Not a Role Model (Battle Crows MC 4)
Page 20
“What can I say?” Tide asked. “Elvis brings out the worst in me.”
I elbowed him. “Shut up.”
“You do,” he countered.
I did.
But that didn’t mean he had to tell anyone about it.
Luckily, the waitress and the seater came back with about twelve baskets of rolls for the table, and I chose to eat instead of saying anything more.
I pulled the basket close to me, then started to eat every single one that was in my basket.
A hand snuck over, but I slapped it away with my butter-covered knife.
“No,” I ordered. “I need this.”
There was a chuckle from a few of the men at the table, but I was being serious.
“You can’t eat all of those,” Tide said, licking the honey butter from his fingers that I’d just put there.
I rolled my eyes. “I am not a Roadhouse fledgling. I’m a professional. I can eat this basket, and that basket, and probably a third if I really wanted to.”
“I’ll bet you ten bucks that you can’t eat as much as me,” Tide said.
Worst bet ever.
• • •
TIDE
I felt bad.
But she had to feel worse.
As we walked outside side by side, it was with the uncomfortable feeling that I could throw up at any second.
I’d beat her in the roll consumption department, but only just barely.

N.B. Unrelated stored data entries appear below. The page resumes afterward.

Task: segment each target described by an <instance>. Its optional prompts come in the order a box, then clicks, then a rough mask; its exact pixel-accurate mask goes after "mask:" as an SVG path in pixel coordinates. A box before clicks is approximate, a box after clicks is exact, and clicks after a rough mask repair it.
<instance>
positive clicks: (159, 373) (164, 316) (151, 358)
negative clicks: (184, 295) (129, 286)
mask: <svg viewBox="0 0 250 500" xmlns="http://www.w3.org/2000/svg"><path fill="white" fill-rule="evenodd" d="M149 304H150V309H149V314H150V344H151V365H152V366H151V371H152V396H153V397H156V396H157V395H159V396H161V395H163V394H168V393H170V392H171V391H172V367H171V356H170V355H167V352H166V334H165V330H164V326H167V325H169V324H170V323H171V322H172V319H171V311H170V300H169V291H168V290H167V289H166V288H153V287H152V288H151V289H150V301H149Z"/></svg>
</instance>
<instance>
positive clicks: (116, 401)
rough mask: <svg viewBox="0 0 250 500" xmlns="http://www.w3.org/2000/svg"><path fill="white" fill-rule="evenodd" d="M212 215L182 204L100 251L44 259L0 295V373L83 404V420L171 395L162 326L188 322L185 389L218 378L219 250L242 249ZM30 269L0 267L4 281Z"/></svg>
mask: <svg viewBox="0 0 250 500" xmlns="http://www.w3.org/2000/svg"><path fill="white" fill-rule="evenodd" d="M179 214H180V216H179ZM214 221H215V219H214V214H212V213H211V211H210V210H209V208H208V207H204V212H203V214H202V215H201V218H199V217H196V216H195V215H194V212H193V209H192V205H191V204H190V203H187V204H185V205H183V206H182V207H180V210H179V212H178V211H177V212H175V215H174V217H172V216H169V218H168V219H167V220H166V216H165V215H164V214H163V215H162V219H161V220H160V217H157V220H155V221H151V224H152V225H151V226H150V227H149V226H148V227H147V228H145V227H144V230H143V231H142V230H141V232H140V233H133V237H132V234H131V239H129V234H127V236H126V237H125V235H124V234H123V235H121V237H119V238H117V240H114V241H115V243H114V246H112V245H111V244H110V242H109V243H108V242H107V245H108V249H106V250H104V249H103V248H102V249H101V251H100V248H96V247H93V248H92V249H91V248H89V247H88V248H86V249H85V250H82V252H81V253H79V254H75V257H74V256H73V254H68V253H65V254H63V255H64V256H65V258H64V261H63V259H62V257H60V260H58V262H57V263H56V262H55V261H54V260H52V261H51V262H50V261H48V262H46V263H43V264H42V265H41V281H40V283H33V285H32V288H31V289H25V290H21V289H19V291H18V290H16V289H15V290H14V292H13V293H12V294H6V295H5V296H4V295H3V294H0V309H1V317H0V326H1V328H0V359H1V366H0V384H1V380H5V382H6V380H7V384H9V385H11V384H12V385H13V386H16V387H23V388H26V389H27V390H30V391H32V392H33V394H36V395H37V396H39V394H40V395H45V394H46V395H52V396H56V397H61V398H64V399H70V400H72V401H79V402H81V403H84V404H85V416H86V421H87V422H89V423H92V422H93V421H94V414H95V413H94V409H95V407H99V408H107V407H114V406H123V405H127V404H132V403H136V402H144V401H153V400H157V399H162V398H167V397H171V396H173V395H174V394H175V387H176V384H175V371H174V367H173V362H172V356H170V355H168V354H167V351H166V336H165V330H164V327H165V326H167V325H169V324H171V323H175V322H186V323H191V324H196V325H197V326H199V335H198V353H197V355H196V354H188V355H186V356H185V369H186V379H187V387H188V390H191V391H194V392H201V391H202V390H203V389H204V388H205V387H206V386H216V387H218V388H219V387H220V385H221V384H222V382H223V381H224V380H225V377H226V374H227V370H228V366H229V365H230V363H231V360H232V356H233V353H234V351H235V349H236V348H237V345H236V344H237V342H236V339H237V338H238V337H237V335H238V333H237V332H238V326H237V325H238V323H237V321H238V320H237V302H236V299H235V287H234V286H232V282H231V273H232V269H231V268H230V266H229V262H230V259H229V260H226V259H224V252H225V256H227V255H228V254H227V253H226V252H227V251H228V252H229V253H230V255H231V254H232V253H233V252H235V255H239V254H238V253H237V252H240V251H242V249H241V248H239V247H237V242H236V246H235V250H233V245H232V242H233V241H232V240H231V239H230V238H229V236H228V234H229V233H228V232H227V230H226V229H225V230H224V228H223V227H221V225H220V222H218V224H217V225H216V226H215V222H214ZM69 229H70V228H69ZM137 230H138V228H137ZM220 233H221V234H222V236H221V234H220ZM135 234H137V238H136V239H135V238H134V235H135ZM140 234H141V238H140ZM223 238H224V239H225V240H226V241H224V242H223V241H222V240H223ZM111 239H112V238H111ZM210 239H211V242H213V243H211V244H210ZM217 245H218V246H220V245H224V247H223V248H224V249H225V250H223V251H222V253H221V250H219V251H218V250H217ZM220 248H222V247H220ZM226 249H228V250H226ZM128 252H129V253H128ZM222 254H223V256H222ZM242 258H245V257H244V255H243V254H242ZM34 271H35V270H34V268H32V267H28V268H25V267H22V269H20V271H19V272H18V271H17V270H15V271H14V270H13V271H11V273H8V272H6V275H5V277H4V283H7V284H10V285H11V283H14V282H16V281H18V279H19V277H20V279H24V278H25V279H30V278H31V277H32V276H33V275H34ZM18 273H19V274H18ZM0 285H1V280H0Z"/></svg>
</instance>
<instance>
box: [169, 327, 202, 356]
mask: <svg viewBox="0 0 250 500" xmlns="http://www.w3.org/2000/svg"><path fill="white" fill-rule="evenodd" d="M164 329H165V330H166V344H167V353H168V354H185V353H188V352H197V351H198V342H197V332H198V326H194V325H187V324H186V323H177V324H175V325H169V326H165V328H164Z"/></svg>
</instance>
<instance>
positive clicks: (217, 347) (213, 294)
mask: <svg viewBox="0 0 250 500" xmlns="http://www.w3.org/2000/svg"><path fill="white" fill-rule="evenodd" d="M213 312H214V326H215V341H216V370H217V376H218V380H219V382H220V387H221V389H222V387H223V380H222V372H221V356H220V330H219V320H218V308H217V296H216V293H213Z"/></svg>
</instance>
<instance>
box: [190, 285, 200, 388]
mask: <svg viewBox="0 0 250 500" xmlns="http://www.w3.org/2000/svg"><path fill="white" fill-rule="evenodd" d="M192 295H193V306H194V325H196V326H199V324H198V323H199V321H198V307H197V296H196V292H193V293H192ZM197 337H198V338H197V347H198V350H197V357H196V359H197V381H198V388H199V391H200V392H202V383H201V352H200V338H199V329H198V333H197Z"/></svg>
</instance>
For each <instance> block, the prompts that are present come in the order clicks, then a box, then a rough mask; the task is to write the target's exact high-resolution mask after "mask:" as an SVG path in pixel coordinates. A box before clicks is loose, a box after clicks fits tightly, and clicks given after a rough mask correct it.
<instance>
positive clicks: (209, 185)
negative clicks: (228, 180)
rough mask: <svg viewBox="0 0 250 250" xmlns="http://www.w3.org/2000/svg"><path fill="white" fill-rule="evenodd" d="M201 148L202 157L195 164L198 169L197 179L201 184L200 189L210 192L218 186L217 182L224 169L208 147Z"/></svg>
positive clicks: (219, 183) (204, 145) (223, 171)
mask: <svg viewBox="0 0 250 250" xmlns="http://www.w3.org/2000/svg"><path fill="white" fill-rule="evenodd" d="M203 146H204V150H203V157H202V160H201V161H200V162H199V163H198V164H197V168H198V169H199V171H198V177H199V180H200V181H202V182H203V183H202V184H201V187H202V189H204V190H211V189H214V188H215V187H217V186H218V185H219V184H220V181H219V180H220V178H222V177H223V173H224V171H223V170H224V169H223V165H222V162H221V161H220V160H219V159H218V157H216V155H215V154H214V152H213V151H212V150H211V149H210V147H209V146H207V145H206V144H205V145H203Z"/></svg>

I’d had four and a half baskets of rolls to her four.
We’d done nothing but eat rolls, followed by dinner, followed by more rolls.
Needless to say, I’d have to go run fifteen miles in the morning to make up for the thirty-two thousand calories of rolls that I’d just consumed.
But it was worth it having beat her.
“Since when did you get a moped?” I grumbled as I rubbed my distended belly.
She was walking slowly as she started to unbutton her pants.
She popped the top two buttons of six before saying, “Since I lived in Austin and it was hard as fuck to find parking.”
That was true.
Especially around the university campus.
“You don’t strike me as a moped kind of girl,” I admitted.
She struck me as a big, lifted truck that would run over anyone in her path kind of girl.
“It’s cheap.” She shrugged. “And I don’t use it often. It’s too much of a pain in the ass.”
I would’ve asked her more, but before I could, she got on said moped and sped off without another word.
It was the most anticlimactic departure I’d ever seen.
“I like her,” I heard Iris say.
I looked over at my brother’s girl.
“Why?” I wondered.
Everyone liked my little Elvis, though. Everyone but me.
Iris smiled a secretive smile. “I think you know why. You’re just not willing to admit you agree.”
With that, she mounted the bike behind Shine and took off with him.
Eventually, the only one left in the entire parking lot was me and Jeremiah.
“That girl is going to be the death of you,” he said as he too got on his bike and rode away himself.
I didn’t like the feeling that his words evoked.
Mostly because I had a feeling he was right.
CHAPTER 7
I’m just here to establish an alibi.
-Coreline to Tide
CORELINE
“I need this done, ASAP.”
I looked up at the man that was walking his bike off the trailer, then over at the empty shop that had nobody left in it that could drop everything and do this man’s bidding.
There was only me.
And I’d already had a really shitty day.
I didn’t need this man’s demanding attitude directed at me.
“I’m sorry, but it’s five o’clock on a Friday. I’m the last one here, and I already have to finish this shit up.” I directed my hand in a wave toward the trailer that I was fixing. “I don’t have time to do yours today. But you could leave it, and I could get to it Monday.”
Maybe. If I was lucky.
“That’s not acceptable, sweet cheeks,” the man drawled.
The man was about six feet tall, muscled, and dressed like every other biker in the history of bikers.
The only thing different about anything I could see was his vest.
The name on it said ‘Chad’ but that was the only thing I could make out, because the words used to monogram onto the black leather were done in black as well. And with the setting sun, it made it tricky to see.
But his face was pretty.
All perfectly styled beard, square jaw, and flashy blond hair that covered the guy’s blue eyes.
Chad might be condescending, but at least he was pretty while he did it.
At least he didn’t say ‘you can weld?’
That was the only way this situation could get worse.
At least, that’s what I told myself.
In reality, I knew that a large man like the biker that was rolling his bike up toward me as if I hadn’t said what I’d just said, could do a lot of damage if he chose.
And apparently, he chose.
“Listen,” he urged, flicking his stand down before leaning the bike and letting it go. “I need it done today. By tonight. No option to tell me no.”